Живя в таком напряжении все три года, Лаас из подростка становится молодым человеком. Он видит во сне женщину (не похожую лицом ни на Юулу, ни на Нийду), которую ласкает и с которой очень хочет близости. Это его не пугает, это не считается грехом, потому что о таких вещах он уже читал в книге Бёльша.
Нийда! Лаас иногда видит ее на улице. На его шапочке нет такой золотой окантовки, как у Нийды, но все же она приветствует его улыбкой, и довольно дружеской. Но Лаас не оглядывается...
Он читал историю про лисицу и виноград, но у него даже на мгновение не возникает мысли, что все это могло бы сейчас относиться и к нему самому.
Окончив ремесленное училище, хотя и не с похвальной грамотой, но вполне удовлетворительно, Лаас выяснил, что и место дорожного мастера и даже его помощника нигде не валяется. Прослужил год в действительной — от нее все равно не было избавления — и теперь работает в Таллине десятником в строительной фирме «Нийлер и К°».

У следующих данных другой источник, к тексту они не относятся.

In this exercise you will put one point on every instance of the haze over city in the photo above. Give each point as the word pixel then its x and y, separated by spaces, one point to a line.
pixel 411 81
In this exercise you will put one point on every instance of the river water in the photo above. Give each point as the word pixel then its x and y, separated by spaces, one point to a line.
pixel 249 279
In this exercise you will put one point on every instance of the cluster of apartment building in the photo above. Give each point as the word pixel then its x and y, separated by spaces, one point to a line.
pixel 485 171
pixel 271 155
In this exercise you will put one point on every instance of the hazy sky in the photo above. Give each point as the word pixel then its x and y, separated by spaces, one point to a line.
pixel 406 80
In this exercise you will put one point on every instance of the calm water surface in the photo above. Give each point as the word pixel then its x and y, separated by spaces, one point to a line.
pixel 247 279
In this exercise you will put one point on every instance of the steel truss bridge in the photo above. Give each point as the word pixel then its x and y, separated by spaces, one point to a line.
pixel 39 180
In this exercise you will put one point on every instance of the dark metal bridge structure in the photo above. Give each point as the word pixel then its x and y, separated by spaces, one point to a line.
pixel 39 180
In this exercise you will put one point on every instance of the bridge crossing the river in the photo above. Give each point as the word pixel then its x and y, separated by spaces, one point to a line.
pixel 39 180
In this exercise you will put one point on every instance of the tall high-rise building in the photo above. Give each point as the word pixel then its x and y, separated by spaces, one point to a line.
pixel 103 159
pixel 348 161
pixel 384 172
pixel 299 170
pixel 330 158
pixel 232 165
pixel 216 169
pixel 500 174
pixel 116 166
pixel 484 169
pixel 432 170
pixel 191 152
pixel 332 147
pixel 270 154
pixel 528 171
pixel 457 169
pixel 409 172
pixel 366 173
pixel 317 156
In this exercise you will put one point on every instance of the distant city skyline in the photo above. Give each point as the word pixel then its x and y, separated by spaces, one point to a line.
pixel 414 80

Полдень жаркого лета. Парит. Русские из Печоры работают вверху на стене, в рубашках, мужики внизу во внутреннем дворе — почти полуголые. Попыхивает мотор, стальной канат с шумом свищет вверх и вниз, и одна партия кирпича за другой поднимается на леса пятого этажа. Грузовики заезжают в ворота, слышно глухое шмяканье падающих на землю стальных балок, и доносятся режущие стуки пневматических молотков на клепке.
Лаас Раун руководит доставкой наверх кирпича. Когда он оглядывается на въезжающую машину, слышится крик:
— Отходи!
Рабочие у лебедки поднимают голову, и в тот же миг с пятого этажа падает кирпич, едва не задев молодого десятника.

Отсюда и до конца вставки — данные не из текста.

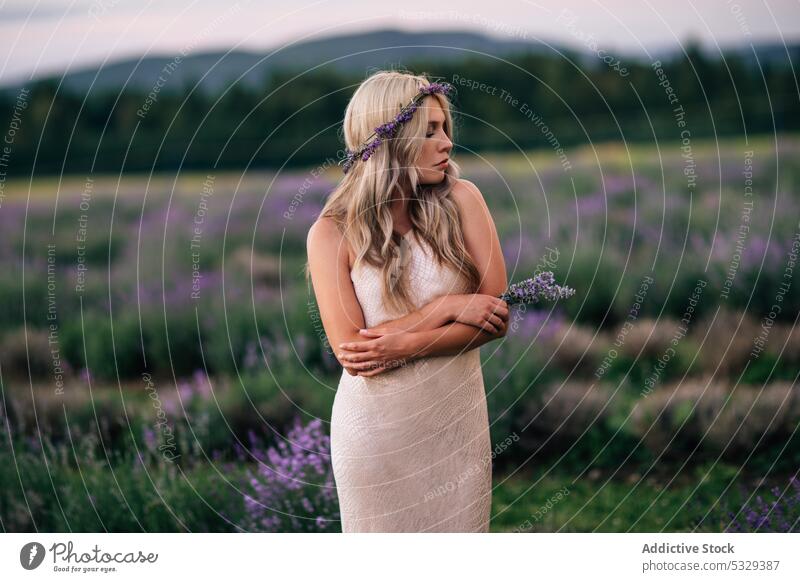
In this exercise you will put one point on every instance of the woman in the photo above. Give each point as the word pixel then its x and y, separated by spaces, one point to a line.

— Дьявол, — буркает один из мужиков после первого испуга. — Тут смерть прямо под носом, а может, и ближе!
Снова и снова стальной канат взметает вверх тяжелую ношу. Соленый, перемешанный с кирпичной пылью пот стекает по красно-бурым мужицким спинам — фирма «Нийлер» платит, но и работу за это требует.
Раун поднимается лебедкой наверх, нужно замерить у каменщиков карнизы. Приходится спешить с этажа на этаж, записывать, подсчитывать. Он требователен и неуступчив, как к себе, так и к другим.

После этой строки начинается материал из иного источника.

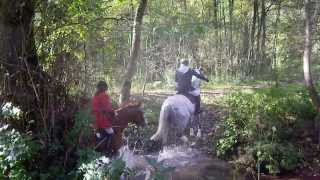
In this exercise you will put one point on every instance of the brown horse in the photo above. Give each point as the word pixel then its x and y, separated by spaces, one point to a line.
pixel 128 113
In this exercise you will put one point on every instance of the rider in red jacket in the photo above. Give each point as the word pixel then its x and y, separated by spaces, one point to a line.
pixel 103 112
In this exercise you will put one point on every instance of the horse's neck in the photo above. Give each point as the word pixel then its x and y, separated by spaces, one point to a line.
pixel 121 122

Сегодня суббота, они заканчивают работу раньше и, выплатив зарплату, оказываются с инженером Нийлером вдвоем в конторе.
Старый Нийлер с чуть заметной улыбкой смотрит на молодого человека. Был, помощником десятника, теперь — десятник. Нийлер в людях разбирается и чувствует, что Лаас Раун — птица, которая копит в себе силы для полета.
Еще раз проходят по опустевшим лесам, по строительной площадке, прикидывают, на сколько хватит привезенного материала.
— Послушайте, Раун, какие у вас на завтра планы?
— Никаких — воскресенье.
— Вот и хорошо. Не отвезли бы вы меня в Меремызу, а то в эту неделю столько ездил, руки задубели.
По ровному пылящему шоссе одна за другой несутся модные приземистые машины — мимо редких крестьянских телег или высоких автобусов, набитых едущими в конце недели пассажирами. Раун ведет машину осторожно, но временами чувствует странное желание мчаться все быстрее и быстрее и жмет на газ. Низко опустившееся солнце бьет на повороте дороги прямо в лицо, веки у едущих сужаются до узеньких щелочек, появляется ощущение, будто машина устремляется прямо в огромное пламя вечернего светила.
Где-то в деревне дорогу переходит коровье стадо. Машина притормаживает, и снова телеграфные столбы ритмично проносятся мимо. Луг с редкими лиственными деревцами, деревенский проселок, поле, церковь и село, какой-то мост.
— Направо!
Машина сворачивает на узкое гравийное шоссе. На мгновение показывается залив, затем дорога идет по низкому буйному лугу и исчезает среди орешника.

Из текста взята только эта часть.